Moe hangs up with whoever he is chatting with on the land-line with a familiar, “ya’alah bye.” He asks Mr.Mr. to be quiet because he can’t concentrate and I smile and say shukran wishing I knew how to say something else, he says afwuan, and now he has come back to me and I am happy for the few words of Arabic that I know (thank you, your welcome).
I finally get a phone (that doesn’t work, but that’s another story). I leave the store, saying good bye and thank you to Moe and Mr.Mr.
There with almost all of the potential to know exactly where I am.
the happy holidays
And on the 7th night of Channukah I went to meet my Grandmother for dinner with my sister.
We arrived exactly on time (5:15 pm) and grandma was late. My Grandmother is never late. She is a beautiful elegant woman. Her face and eyes are slightly moist like glitter when she tells stories. She is a master story teller with a story for every single word, perhaps it is her Yiddish upbringing, or maybe coming from a different era of entertaining, but mostly i think it is her and her spectacular inner world.
Grandma enters and passes our table looking flustered in her black polar bear knee length jacket. Her cheeks are rosy from the cold and her eyelashes always twirl up a little framing her playful eyes.
“We are here,” I say. “Oh girls, I am so sorry I am late, you will never believe what happened,” she says.
She shows us her wrist watch like we have never seen one before.
As if we didn’t know a clock runs on gears and sprockets that from time to time need to be wound. As if people only from a certain era have the privilege of time stopping.
“It’s o.k.” we ordered already. We were eating dinner before going to see a play, my Gandmother’s gifting-tradition for as long as I can remember celebrating anything.
“Oh dear, I need to call Grandpa, I forgot to light the Chanukah menorah.” Grandma its o.k. you can light it when you get home.” She is not pleased with this answer and gets up to speak with the hostess. I see her motioning to the tea lights on the table asking for eight and explaining that she will have to leave them on the table and nobody can touch them until tomorrow. The waitress apologizes and shakes her head no.

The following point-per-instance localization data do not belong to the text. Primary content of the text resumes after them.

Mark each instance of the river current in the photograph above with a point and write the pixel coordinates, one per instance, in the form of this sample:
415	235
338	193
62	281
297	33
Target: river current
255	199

Grandma comes back to the table looking worried and begins calling Grandpa again. The hostess returns with a little electric candle in her hand saying she needs to light this evening’s candle, perhaps we would like to do it and say the blessings.
Grandma jumps up and says, “Oh yes, come on girls.” We follow Grandma to the front of the restaurant one of us on each of her sides. We lean over the juice bar and huddle close as she screws in the light. She begins singing and we join in as does the young girl behind the juice bar and the table behind us.
The electric flame glows though it is our faces that are warm and burn. The blessing says that “throughout the eight days of Chanukah, these lights are sacred, and we are not permitted to make use of them, but only to look at them, in order to offer thanks and praise for the miracle.” From my belly tonight I can say, Amen.